A tool to generate error according to the methodology in our manuscript. To properly generate phonetically similar errors, you need to prepare your own vocabulary file. You can edit the method _set_vocab()
to fit your vocab file into the algorithm.
Run this script to generate corrupted corpus using our error_generator.py
tool. It will create a pickle file where each row contains the original and corrupted sentence, the changed index and words, and the oneshot vector. In the oneshot vector, True
means the word at this position is changed while False
means it remains the same. The default output file name is error_corpus.pickle
.
The input VOCAB_FILE should be either a csv or a txt file, being consistent with the vocab file in error_generator.py
. The input CORPUS_FILE should be a plain text file, with one sentence per line. You can change the proportion of the error types by modifying the script. To run the script:
python generate_error_corpus.py \
--vocab_file=$VOCAB_FILE \
--corpus_file=$CORPUS_FILE \
--save_dir=$SAVE_DIR
Run this python script to fine tune your BERT model. The model we adapt in finetuning is BertForTokenClassification from huggingface transformers library. On top of the hidden states output from the BERT model, it applies a linear layer for token classification.
Arguments:
- data_dir (required): The errored
.pickle
file. - model_dir (required): Directory of transformers-compatible BERT model or a model identifier from transformers, e.g. 'bert-base-uncased'. The parameters will be initialised from this model.

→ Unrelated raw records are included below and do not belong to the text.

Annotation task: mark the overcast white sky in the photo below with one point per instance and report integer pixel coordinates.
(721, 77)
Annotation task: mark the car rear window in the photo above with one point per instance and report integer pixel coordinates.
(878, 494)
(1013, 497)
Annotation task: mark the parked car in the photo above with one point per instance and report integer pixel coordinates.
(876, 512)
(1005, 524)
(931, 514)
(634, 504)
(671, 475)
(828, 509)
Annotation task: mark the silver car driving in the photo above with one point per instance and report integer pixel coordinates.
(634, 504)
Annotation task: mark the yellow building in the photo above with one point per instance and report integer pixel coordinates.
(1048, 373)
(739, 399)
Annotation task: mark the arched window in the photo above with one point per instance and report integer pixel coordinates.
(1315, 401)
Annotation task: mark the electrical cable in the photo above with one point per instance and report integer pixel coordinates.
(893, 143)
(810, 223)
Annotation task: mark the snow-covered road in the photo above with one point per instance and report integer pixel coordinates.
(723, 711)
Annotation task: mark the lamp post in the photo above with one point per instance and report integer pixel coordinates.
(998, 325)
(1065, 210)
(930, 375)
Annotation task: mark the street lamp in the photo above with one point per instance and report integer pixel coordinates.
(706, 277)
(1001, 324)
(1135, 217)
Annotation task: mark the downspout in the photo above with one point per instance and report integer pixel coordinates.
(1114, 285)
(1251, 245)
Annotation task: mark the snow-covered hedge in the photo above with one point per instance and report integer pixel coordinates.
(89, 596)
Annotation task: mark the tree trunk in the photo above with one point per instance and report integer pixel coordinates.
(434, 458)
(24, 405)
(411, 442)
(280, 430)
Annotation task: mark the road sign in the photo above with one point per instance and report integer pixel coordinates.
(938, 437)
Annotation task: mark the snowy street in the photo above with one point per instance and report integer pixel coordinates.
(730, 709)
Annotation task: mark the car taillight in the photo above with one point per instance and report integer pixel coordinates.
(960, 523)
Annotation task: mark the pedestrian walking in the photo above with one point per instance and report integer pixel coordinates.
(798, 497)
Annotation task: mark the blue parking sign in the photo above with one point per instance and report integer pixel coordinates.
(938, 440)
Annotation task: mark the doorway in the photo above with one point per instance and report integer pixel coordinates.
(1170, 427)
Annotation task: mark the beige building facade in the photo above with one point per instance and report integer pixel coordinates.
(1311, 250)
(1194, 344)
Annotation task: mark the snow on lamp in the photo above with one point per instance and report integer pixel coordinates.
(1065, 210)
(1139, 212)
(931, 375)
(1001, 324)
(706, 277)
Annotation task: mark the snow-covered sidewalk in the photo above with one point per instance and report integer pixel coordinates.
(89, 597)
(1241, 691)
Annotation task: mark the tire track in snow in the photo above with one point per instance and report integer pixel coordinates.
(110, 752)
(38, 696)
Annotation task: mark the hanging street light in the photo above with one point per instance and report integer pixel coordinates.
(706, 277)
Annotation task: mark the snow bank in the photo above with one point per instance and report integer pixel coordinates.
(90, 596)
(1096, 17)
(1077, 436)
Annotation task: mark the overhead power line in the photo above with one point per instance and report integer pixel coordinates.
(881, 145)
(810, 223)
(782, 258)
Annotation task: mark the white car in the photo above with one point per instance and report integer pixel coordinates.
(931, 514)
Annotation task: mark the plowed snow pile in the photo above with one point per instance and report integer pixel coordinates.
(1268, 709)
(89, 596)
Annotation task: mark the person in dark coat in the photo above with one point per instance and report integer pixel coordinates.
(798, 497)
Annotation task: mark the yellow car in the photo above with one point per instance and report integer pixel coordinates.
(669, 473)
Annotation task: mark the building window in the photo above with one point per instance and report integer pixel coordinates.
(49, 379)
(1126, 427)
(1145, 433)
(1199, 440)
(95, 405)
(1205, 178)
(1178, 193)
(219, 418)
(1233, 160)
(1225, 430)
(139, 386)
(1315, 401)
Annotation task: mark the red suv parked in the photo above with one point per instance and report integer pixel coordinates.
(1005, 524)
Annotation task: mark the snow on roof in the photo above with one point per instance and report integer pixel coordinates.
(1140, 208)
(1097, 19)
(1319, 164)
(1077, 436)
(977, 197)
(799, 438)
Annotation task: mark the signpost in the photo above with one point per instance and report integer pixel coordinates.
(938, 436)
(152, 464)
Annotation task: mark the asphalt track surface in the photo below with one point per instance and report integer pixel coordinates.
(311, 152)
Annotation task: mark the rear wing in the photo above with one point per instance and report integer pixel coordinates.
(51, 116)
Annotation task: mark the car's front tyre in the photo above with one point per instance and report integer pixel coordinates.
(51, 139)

- save_dir (required): Directory to save dataloaders, fine-tuned model, and outputs.
- epochs: Numbers of epochs to run fine-tuning. Default: 3.
- learn_rate: Learning rate for fine-tuning model. Default: 3e-5.
- batch_size: Batch size for fine-tuning model. Default: 32.
To start fine-tuning, just run:
EPOCHS=3
LEARN_RATE=3e-5
BATCH_SIZE=32
python finetune.py \
--data_dir=$IN_DATA \
--model_dir=$MODEL_DIR \
--save_dir=$SAVE_DIR \
--epochs=$EPOCHS \
--learn_rate=$LEARN_RATE \
--batch_size=$BATCH_SIZE
Run this script to test your finetuned model. It will compute micro-average ROC curve and ROC area and create a plot to illustrate.
Arguments:
- data_dir (required): The errored
.pickle
file. - model_dir (required): Directory of transformers-compatible BERT model (or
SAVE_DIR
of finetune.py). - save_dir (required): Directory to save dataloaders, fine-tuned model, and outputs.
- batch_size: Batch size for running the test. Default: 32.
To start testing, run:
BATCH_SIZE=32
python test.py \
--data_dir=$IN_DATA \
--model_dir=$MODEL_DIR \
--save_dir=$SAVE_DIR \
--batch_size=$BATCH_SIZE
In this folder, there're two sample files which serve as a good start for you to quickly run the code. In sample_corpus.txt, we scraped the findings section of ten radiology reports from NATIONALRad. We performed sentence segmentation with spaCy.
- Clone this repository to your local PC.
- Build and run the Dockerfile:
docker run --rm -it $(docker build -q .) bash
- Run generate_error_corpus.py script to generate data for fine-tuning. We've provided you with a sample corpus file and a vocab file. Feel free to generate your own errors with them. For example:
python generate_error_corpus.py --vocab_file=sample_data/sample_vocab.csv --corpus_file=sample_data/sample_corpus.txt --save_dir=sample_data/
- Run finetuning.py to fine tune the BERT model for dictation error detection. You'll use the
error_corpus.pickle
that you created in step 3. For example:mkdir finetuned_model && python finetune.py --data_dir=sample_data/error_corpus.pickle --model_dir=bert-base-uncased --save_dir=finetuned_model/ --epochs=3 --learn_rate=3e-5 --batch_size=32
- Run test.py to evaluate your finetuned model. You can create another corrupted corpus (step 3) to test it. For example:
python test.py --data_dir=sample_data/error_corpus.pickle --model_dir=finetuned_model/ --save_dir=finetuned_model/ --batch_size=32
- Clone this repository to your local PC.
- Install Python 3.6 or above.
- Install everything in the requirements.txt file.
- Run generate_error_corpus.py script to generate data for fine-tuning. We've provided you with a sample corpus file and a vocab file. Feel free to generate your own errors with them.
- Run finetuning.py to fine tune the BERT model for dictation error detection. You'll use the
error_corpus.pickle
that you created in step 4. - Run test.py to evaluate your finetuned model. You can create another corrupted corpus (step 4) to test it.